A rule issued by the Obama administration in May permits the subsidies to be used in an exchange administered either by a state or the federal government. The rule did not clarify whether residents in states that fail or decline to establish the exchanges on their own would be eligible to receive the subsidies.
During a House Oversight and Government Reform Committee hearing on Thursday, Rep. Scott DesJarlais (R-Tenn.) and other lawmakers questioned Shulman about the rule and heard testimony from witnesses who argued that the subsidies are illegal.
DesJarlais argued that the IRS exercised "unprecedented power to rewrite a rule and bypass Congress" by allowing subsidies that lawmakers never intended to provide.
He said, "The IRS is actually going between or bypassing Congress, and there's a clear separation of powers issue here," adding, "If people are willing to let the IRS simply write the new tax rules, then I think we're going to have a real problem" ("Healthwatch," The Hill, 8/2).
Shulman responded, "I fully understand that you've got a view on this and that we disagree," adding, "Our legal experts came down on the side that we came out with" (Attias, CQ Today, 8/2).

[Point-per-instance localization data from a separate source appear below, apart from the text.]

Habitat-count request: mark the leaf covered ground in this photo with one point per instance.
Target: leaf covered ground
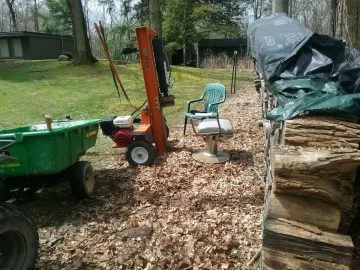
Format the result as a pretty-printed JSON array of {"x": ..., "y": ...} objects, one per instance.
[{"x": 178, "y": 214}]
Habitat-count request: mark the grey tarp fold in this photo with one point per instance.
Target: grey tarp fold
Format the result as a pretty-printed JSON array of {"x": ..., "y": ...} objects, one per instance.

He added that the suggested risks of the IRS' rule, such as patient data safety being compromised, have been "overstated" (Clark, Government Executive, 8/2). He noted the agency does not intend to reverse itself on the rule ("Healthwatch," The Hill, 8/2).
At the hearing, Michael Cannon -- director of health policy studies at the Cato Institute -- also testified that the ACA limits subsidies to state exchanges. He also reiterated that the IRS rule exceeded its authority and described it as an "illegal tax increase" (CQ Today, 8/2).
However, Timothy Jost, a law professor at Washington and Lee University, defended the IRS rule, saying that the ACA's definition sections, structure and legislative history show that the subsidies can be provided in federal exchanges (CQ Today, 8/2).